Emmis Communications – Great Media, Great People, Great Service®

Emmis Communications is an Indianapolis based diversified media firm with radio broadcasting, television broadcasting and magazine publishing operations. Pro forma for the transactions above, Emmis’ 21 FM and 2 AM domestic radio stations serve the nation’s largest markets of New York, Los Angeles and Chicago as well as St. Louis, Austin, Indianapolis and Terre Haute, Ind. In addition, Emmis owns a radio network, international radio interests, two television stations, award winning regional and specialty magazines, and ancillary businesses in broadcast sales and publishing.

Note: Statements in this release represent the parties’ current intentions, plans, expectations and beliefs and involve risks and uncertainties that could cause actual events to differ materially from the events described in this release, including risks or uncertainties related to the success of the negotiations with the special committee and whether the merger will be completed, as well as changes in general economic conditions, stock market trading conditions, tax law requirements or government regulation, and changes in the broadband communications industry or the business or prospects of Emmis. The reader is cautioned that these factors, as well as other factors described or to be described in SEC filings with respect to the transaction, are among the factors that could cause actual events or results to differ materially from the current expectations described herein.
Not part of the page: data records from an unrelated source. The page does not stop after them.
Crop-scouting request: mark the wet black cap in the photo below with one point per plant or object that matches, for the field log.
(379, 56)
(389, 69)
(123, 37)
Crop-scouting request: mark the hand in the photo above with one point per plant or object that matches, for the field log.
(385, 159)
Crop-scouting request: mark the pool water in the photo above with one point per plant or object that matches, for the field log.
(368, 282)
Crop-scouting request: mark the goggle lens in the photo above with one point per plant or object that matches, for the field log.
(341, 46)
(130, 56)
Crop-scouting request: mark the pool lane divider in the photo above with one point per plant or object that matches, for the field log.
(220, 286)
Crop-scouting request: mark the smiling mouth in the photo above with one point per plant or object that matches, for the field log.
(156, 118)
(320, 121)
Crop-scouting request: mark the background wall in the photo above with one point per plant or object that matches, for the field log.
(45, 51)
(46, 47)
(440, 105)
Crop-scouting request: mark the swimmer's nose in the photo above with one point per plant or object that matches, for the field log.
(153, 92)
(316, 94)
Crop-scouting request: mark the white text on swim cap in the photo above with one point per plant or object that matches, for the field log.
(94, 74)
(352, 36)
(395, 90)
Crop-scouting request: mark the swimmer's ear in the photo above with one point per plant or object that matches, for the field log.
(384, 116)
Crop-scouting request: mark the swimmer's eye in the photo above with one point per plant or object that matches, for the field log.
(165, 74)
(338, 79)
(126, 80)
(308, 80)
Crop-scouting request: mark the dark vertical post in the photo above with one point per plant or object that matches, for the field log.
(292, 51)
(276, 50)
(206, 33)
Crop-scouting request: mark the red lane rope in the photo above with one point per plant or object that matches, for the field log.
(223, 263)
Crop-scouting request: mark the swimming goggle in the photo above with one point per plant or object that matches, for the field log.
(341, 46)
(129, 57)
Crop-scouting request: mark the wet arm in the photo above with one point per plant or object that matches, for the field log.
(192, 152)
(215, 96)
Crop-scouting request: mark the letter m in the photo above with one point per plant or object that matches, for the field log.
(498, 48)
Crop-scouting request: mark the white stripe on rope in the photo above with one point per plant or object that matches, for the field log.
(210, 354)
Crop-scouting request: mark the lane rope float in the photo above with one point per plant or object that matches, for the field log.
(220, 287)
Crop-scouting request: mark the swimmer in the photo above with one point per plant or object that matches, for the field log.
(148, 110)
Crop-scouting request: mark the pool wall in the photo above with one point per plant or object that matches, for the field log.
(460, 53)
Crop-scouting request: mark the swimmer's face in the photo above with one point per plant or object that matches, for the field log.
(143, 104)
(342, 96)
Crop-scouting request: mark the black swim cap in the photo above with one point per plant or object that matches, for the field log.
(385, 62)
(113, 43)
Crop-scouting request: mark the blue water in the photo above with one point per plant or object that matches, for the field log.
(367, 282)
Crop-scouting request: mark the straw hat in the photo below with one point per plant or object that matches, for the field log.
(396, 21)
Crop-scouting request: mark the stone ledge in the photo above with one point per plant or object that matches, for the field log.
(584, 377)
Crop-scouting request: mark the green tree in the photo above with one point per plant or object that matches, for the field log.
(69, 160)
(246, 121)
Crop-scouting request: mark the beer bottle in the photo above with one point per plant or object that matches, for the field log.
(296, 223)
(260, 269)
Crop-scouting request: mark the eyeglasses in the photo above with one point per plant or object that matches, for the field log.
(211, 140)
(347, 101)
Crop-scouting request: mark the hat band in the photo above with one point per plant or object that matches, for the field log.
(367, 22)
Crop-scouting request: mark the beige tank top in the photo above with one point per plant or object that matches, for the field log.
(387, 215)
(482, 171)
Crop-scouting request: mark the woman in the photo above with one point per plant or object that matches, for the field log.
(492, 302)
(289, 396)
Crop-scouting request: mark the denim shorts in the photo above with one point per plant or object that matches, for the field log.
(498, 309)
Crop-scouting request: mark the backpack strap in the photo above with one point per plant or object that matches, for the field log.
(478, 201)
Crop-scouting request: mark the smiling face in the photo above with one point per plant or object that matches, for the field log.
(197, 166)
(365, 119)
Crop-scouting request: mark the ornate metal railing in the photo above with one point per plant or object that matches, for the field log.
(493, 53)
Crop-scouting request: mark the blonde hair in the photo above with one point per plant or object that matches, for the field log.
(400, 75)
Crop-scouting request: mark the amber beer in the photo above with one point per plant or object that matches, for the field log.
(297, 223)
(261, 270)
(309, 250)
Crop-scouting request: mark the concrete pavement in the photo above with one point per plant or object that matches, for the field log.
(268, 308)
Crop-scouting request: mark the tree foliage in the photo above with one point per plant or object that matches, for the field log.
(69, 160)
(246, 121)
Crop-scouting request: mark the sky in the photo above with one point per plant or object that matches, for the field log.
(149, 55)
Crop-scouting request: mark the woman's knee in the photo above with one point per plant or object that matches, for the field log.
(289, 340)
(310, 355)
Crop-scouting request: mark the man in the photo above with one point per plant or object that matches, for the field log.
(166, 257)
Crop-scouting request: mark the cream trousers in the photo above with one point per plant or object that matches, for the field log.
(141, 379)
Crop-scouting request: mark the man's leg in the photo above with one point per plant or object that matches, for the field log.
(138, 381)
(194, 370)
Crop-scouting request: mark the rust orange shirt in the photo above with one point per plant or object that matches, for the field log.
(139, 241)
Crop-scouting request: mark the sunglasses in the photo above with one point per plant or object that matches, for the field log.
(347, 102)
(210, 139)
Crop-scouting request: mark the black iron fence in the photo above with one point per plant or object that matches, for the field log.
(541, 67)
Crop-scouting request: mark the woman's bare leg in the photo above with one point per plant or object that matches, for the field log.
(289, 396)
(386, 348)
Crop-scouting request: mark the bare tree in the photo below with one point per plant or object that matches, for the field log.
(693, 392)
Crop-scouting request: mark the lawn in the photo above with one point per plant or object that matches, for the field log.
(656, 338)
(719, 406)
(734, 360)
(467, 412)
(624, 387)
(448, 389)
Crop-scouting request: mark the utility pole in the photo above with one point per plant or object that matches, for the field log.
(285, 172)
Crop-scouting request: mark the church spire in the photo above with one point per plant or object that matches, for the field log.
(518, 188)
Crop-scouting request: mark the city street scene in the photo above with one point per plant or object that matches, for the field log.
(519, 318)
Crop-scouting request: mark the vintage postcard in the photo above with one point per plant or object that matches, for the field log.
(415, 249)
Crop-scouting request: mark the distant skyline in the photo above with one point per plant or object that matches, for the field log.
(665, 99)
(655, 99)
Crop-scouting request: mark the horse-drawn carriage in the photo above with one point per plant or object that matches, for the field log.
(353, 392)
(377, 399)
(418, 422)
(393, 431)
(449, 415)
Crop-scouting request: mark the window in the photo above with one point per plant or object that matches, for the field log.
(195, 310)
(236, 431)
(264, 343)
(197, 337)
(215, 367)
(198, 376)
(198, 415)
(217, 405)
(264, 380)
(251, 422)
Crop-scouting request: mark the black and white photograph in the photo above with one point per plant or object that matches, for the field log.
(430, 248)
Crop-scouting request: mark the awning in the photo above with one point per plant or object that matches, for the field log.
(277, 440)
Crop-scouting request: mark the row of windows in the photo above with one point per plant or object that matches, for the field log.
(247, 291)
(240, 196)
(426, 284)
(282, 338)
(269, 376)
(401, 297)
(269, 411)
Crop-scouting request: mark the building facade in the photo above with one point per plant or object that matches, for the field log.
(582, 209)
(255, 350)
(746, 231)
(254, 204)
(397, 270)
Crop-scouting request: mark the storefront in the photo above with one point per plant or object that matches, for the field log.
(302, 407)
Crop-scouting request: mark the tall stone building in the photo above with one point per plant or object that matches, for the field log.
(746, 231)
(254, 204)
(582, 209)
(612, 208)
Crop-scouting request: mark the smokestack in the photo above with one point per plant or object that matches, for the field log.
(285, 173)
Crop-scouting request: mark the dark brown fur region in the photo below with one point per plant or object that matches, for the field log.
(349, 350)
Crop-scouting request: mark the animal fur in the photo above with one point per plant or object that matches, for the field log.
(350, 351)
No agreement, arrangement or understanding with respect to the acquisition of the stock of Emmis described above shall be created (or deemed created for any purpose) until such time as definitive documentation providing for any such agreement, arrangement, or understanding has been approved by the special committee and the Board of Directors of Emmis and thereafter executed and delivered by Emmis and all other relevant persons. Certain statements included in this release which are not statements of historical fact, including but not limited to those identified with the words “expect,” “will” or “look” are intended to be, and are, by this Note, identified as “forward-looking statements,” as defined in the Securities and Exchange Act of 1934, as amended. Such statements involve known and unknown risks, uncertainties and other factors that may cause the actual results, performance or achievements of Emmis to be materially different from any future result, performance or achievement expressed or implied by such forward-looking statement. Such factors include, among others:

  • general economic and business conditions;
  • fluctuations in the demand for advertising and demand for different types of advertising media;
  • our ability to service our outstanding debt;
  • increased competition in our markets and the broadcasting industry;
  • our ability to attract and secure programming, on-air talent, writers and photographers;
  • inability to obtain (or to obtain timely) necessary approvals for purchase or sale transactions or to complete the transactions for other reasons generally beyond our control;
  • Purchaser’s offer to purchase being terminated or modified materially;
  • increases in the costs of programming, including on-air talent;
  • inability to grow through suitable acquisitions;
  • new or changing regulations of the Federal Communications Commission or other governmental agencies;
  • competition from new or different technologies;
  • war, terrorist acts or political instability; and other factors mentioned in documents filed by Emmis with the Securities and Exchange Commission.